If he had to suffer because I was his mate, then so did I. He was intent on doing that.

As I lay on the mattress, staring up at the ceiling with my eyes adjusted to the gloom, I wondered how long it would be before I got anything to eat.

From what the guard had told me when I had asked earlier—after he emptied my bucket—I had been in the dungeons for three days. That was without food or water.

How I was functioning without even water to drink, I had no idea.

All I knew was that I was weak, and I felt like I was dying. I was so scared.

Especially when I felt like there was something different with my body. I didn’t know what it was, but something didn’t feel right.

It sent my mind into a spin, and I began to think that I might be sick—or something worse.
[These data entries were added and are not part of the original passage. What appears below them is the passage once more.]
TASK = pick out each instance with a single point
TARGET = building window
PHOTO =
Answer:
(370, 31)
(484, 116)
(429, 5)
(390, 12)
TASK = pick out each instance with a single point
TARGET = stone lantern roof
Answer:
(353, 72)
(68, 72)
Maybe I was pregnant? I had had my period a few days before my eighteenth birthday, and I was aware that it was too early to know, but I had had sex with Nicholas.

We hadn’t protected ourselves, the intensity between us making us forget everything else. With the drug in my body, I hadn’t thought to ask.

But was there a possibility that I could be pregnant, even now? I would have to find out when my next period came, but if it turned out I was…

I could feel my panic building. I couldn’t be pregnant.

If I was, then things were going to get worse.

And Nicholas would make sure of that once he found out.